E nell’era post pandemica, l’enoturismo per Mazzoni è la chiave vincente per affrontare le sfide di commercializzazione del futuro. “Dovremo puntare sempre di più sulla tecnologia di supporto e sulla vendita diretta – spiega -. La pandemia ha fatto emergere alcune competenze sempre più necessarie per adattarsi ai cambiamenti dei mercati. Pensiamo per un attimo alla nostra spesa al supermercato prima del Covid. Nei fine settimana i carrelli venivano riempiti di cibi di ogni sorta, troppi, e dopo sette giorni si buttava della roba per riacquistarne altra. Oggi non è più così. Richiediamo la stagionalità, vogliamo vivere all’aria aperta e conoscere luoghi e aziende fatte di uomini e donne. E con la legge approvata sull’enoturismo metteremo a punto un sistema d’accoglienza, con corsi di formazione e degustazioni, che permetteranno di fare uno storytelling territoriale ad ogni assaggio. Lo faremo con un’App generalizzata che metterà in rete le aziende in regola, iscritte nell’albo dell’enoturismo, grazie anche al contributo dei Gal (gruppi di azione locale) e istituendo una tassa di ingresso”.

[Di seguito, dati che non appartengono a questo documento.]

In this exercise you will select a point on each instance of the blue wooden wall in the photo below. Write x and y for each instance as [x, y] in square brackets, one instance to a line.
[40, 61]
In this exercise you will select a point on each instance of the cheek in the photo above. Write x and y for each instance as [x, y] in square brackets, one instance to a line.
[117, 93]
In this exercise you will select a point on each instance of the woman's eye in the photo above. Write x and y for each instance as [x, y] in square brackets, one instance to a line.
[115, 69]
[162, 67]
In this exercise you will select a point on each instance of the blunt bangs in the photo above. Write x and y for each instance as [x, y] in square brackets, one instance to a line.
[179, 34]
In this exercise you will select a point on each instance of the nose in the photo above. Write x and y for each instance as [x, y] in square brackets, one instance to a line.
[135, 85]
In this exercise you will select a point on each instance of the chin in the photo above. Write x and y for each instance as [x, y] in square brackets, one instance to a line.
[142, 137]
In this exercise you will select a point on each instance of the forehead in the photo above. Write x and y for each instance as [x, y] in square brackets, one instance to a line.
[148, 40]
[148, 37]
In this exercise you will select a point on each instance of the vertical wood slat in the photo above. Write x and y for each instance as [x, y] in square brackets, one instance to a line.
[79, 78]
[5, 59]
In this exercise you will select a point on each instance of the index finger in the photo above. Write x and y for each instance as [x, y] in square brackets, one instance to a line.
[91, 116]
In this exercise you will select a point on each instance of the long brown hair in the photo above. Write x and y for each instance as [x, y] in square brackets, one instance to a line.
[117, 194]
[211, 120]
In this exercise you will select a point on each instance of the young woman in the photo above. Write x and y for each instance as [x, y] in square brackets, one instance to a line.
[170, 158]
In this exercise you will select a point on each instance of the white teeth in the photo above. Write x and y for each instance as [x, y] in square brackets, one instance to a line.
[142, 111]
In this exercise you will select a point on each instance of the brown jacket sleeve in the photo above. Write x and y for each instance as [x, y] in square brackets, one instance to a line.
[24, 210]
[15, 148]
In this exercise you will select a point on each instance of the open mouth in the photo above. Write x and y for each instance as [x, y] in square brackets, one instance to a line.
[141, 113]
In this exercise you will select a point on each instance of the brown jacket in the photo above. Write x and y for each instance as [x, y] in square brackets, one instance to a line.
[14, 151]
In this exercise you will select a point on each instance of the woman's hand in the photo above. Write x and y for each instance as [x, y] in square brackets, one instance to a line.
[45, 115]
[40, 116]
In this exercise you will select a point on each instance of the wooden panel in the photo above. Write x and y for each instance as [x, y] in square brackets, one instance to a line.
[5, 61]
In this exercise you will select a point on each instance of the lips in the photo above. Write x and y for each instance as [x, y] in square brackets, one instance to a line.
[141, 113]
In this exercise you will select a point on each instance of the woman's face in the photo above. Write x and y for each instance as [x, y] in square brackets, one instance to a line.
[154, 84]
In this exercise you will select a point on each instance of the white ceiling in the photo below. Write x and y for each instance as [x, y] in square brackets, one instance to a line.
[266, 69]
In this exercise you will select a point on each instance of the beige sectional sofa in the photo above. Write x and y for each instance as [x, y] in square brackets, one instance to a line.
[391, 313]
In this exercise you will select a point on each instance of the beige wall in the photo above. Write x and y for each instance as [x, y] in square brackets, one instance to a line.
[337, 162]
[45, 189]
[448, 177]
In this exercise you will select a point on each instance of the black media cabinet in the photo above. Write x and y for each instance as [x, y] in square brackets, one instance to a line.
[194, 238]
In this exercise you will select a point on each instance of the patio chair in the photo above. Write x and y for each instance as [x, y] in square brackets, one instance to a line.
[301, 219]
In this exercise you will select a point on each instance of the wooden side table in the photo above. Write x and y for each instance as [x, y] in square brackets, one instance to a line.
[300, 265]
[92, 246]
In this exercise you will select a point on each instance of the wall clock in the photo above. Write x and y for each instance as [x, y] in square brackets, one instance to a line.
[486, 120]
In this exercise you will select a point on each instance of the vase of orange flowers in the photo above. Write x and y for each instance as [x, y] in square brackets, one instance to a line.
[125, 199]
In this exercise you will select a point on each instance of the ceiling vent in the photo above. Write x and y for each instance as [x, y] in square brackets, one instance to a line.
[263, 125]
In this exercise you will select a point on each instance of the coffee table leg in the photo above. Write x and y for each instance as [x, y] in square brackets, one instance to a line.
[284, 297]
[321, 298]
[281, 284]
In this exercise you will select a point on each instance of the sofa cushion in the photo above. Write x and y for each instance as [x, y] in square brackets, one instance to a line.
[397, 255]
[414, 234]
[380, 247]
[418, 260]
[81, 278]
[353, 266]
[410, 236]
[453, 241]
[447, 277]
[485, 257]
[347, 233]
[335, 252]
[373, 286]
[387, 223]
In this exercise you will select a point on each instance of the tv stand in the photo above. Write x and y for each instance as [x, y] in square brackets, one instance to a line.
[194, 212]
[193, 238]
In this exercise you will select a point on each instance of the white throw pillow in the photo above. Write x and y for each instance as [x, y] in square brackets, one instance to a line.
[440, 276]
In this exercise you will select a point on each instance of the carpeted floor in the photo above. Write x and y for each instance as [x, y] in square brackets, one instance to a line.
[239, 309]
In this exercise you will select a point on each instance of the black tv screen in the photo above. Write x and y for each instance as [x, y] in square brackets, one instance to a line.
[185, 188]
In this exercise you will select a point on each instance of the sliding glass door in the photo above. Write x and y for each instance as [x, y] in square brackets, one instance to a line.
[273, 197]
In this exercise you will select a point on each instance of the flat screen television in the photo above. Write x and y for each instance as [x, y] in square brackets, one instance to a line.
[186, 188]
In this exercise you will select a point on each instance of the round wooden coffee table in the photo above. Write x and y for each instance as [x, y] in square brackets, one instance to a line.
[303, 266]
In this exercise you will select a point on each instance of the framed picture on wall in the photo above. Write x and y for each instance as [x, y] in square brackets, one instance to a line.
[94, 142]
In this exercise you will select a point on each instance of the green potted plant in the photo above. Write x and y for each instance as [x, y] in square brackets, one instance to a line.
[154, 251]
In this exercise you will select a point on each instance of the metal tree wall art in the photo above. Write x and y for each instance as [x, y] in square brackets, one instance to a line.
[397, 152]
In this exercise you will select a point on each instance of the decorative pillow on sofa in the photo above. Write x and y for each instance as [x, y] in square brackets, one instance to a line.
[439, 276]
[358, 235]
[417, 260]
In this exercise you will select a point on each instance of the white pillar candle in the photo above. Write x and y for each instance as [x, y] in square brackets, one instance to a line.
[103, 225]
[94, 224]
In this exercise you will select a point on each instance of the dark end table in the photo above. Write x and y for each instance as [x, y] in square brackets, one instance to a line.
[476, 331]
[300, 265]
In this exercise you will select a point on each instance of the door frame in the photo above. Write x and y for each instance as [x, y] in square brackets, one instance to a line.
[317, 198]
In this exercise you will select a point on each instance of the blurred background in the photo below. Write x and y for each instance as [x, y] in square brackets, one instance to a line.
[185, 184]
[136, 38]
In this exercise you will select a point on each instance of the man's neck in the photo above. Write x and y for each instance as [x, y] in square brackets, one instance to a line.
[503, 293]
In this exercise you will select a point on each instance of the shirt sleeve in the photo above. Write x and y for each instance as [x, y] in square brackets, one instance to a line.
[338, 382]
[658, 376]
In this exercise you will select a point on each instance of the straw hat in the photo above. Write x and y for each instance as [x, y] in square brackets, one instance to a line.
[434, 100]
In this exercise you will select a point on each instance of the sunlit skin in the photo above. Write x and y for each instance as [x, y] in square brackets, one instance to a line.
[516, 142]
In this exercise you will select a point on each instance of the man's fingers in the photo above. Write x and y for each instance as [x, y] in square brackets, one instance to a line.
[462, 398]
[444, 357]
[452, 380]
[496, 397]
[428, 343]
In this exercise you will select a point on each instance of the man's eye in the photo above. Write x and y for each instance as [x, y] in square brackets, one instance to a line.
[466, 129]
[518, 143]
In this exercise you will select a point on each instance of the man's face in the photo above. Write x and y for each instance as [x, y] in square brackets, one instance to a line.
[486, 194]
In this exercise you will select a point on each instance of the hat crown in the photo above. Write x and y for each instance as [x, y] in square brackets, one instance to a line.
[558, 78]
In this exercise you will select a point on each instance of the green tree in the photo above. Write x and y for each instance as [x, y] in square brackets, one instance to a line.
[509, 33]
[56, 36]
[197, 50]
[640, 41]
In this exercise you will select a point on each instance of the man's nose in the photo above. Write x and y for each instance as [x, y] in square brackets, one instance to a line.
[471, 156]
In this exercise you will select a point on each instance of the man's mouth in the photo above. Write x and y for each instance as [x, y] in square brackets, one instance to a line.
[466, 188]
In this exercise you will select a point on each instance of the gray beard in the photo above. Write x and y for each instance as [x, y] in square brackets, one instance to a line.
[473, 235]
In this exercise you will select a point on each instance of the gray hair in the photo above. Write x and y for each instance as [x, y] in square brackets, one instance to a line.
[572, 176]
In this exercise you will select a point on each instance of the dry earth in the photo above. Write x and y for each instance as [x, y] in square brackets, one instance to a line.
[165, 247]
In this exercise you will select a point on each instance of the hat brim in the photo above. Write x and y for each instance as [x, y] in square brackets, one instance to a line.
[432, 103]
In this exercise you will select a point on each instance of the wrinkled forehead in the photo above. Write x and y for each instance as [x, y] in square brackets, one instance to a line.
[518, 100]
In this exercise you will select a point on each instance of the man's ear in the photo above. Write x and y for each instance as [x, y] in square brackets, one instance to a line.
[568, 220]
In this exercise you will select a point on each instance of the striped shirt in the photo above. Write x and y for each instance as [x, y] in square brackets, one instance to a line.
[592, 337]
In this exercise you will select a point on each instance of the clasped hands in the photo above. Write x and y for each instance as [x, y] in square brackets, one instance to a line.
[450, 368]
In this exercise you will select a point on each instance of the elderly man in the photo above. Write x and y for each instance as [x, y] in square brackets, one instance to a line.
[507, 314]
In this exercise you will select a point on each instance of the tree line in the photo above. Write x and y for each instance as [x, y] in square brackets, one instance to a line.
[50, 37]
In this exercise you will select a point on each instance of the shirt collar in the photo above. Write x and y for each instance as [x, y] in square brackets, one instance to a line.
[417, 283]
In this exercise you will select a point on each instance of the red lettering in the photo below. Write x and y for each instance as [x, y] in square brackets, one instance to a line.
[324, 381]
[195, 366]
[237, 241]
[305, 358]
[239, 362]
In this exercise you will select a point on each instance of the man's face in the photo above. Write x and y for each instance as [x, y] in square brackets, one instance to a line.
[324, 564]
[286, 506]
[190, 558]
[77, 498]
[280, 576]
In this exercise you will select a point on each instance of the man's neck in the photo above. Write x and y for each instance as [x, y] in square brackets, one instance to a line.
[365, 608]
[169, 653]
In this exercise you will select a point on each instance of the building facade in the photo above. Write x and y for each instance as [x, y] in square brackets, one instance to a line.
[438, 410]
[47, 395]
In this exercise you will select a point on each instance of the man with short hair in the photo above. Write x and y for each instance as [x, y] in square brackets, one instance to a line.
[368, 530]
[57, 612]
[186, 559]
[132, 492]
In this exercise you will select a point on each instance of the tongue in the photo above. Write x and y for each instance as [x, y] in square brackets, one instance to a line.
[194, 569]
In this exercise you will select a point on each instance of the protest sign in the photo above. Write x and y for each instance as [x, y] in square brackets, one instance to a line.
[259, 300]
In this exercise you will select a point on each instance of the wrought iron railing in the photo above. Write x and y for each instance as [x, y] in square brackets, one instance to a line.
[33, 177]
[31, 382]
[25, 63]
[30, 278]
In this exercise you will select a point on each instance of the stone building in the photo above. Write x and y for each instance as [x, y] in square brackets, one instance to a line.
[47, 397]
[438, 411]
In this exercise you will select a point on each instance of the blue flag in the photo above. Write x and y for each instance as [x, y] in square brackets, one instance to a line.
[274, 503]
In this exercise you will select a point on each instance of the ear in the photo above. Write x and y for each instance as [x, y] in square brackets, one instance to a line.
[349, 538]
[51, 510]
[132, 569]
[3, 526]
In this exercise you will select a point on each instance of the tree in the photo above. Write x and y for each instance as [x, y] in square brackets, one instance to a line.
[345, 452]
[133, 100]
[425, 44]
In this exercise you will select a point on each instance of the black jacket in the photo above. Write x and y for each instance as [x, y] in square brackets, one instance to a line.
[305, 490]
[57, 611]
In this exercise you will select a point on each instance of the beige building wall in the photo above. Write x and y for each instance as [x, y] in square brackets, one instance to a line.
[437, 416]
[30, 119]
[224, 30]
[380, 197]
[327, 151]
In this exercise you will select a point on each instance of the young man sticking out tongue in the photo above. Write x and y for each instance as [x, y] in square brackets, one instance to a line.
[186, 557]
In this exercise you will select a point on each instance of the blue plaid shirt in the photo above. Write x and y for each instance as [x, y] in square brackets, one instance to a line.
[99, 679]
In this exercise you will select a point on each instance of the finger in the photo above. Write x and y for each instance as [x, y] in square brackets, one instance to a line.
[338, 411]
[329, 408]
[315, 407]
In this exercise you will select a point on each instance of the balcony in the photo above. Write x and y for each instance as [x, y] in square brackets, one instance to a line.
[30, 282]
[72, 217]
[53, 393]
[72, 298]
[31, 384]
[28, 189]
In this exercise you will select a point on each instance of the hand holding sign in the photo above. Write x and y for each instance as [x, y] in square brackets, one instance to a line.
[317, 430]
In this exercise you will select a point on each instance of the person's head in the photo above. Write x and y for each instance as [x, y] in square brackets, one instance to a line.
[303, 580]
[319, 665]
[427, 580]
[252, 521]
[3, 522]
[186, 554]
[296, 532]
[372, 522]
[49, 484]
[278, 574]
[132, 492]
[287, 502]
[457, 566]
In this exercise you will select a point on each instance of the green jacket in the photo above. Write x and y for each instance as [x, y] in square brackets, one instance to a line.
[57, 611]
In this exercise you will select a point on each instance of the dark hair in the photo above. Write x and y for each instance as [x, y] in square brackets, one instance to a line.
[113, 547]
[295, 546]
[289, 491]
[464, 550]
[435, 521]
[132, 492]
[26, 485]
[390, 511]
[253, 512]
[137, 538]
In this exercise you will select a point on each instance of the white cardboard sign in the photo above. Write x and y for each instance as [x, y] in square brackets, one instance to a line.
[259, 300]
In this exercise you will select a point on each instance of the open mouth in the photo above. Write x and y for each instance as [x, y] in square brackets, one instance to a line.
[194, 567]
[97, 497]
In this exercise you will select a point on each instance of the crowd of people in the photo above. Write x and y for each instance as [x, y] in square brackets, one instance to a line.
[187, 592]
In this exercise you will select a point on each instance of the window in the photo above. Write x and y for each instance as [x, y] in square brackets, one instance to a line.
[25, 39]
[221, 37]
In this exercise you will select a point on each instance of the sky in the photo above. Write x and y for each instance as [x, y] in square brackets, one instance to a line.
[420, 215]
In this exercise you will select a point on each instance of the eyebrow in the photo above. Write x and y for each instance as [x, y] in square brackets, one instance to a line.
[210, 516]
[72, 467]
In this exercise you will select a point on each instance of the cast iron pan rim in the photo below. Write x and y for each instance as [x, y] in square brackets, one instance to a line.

In un periodo generale di caos, insomma, la regione ha trovato una strada da seguire: l’unione in campo agricolo e alimentare. “Se accendi una luce nel buio, la gente viene, ti segue – afferma il direttore dell’Imt che rappresenta il 98% della produzione e controlla la filiera a 360 gradi – Se si sta insieme si possono ottenere ottimi risultati. Questo modello ci ha consentito di unire 652 produttori di ogni dimensione di 16 denominazioni. E tenere insieme denominazioni che hanno produzioni varianti da 56 ettolitri a 150 mila. Ci siamo dati delle regole e non abbiamo obbligato mai nessuno, ma nel tempo abbiamo raggiunto un peso decisionale che oggi ha influenza. Personalmente credo tanto nel futuro, sono ottimista. Sono figlio dei miei tempi e ricordo che a 14 anni, come barista, le prime cose che imparai furono tre: sii puntuale, saluta con educazione e sorridi. Ancora oggi applico questo modo di fare. Il mio ufficio a volte è un confessionale. Non ho sempre tutte le risposte, ma se anche due o tre aziende espongono un quesito, faccio di tutto per risolverlo. Se non ti muovi invece tutto sta fermo”. Il segreto del successo dell’Imt probabilmente sta tutto racchiuso in questo modo di fare. “Bisogna saper trovare risposte ed essere credibili nel momento del bisogno. Il consorzio viene visto come utilità non come peso. Dall’anno di fondazione ad oggi, viviamo un cambiamento radicale e le Marche dell’agroalimentare stanno divenendo un modello da seguire”.

Quanto al vino, la pandemia, come detto, non ha cambiato le cose sotto il profilo delle vendite. Il 35 – 40 per cento della produzione è andato all’estero e il resto in Italia. Il Verdicchio dei Castelli di Jesi e il Verdicchio di Matelica continuano a fare da traino anche per le Doc minori che non hanno subìto perdite. “Durante la pandemia la nascita dell’hub digitale dell’enogastronomia marchigiana, Studio Marche, ci ha permesso di fare degustazioni online per far conoscere i nostri vini. Un successo straordinario. Continueremo nel 2022 con un nuovo calendario di tasting per focalizzarci di più sulle piccole denominazioni, dando visibilità ai vini di aziende che hanno ottenuto riconoscimenti dalle guide più autorevoli d’Italia”. Poi ci sono gli eventi, le fiere a cui l’Imt si prepara fornendo ampia scelta alle aziende. “Vinitaly? Sì, delle fiere non si può fare a meno, ma bisogna riconvertirle ai tempi di oggi. Ho preferito la special edition perché più filtrata, equa, positiva per gli incontri. Per i tempi che verranno dobbiamo mantenere i nervi saldi, attrezziamoci a casa nostra, restiamo collegati e fidelizziamo con la tecnologia. Sono ottimista. Con il Covid dobbiamo convivere, senza deprimerci e servono coesione e adeguamento. E per la promozione invece c’è una cosa da dire: con l’Ocm vino abbiamo sempre investito tanto, ma oggi siamo in difficoltà e invitiamo la struttura governativa a non applicare sanzioni dato che la mancata spesa non è dipesa da noi”.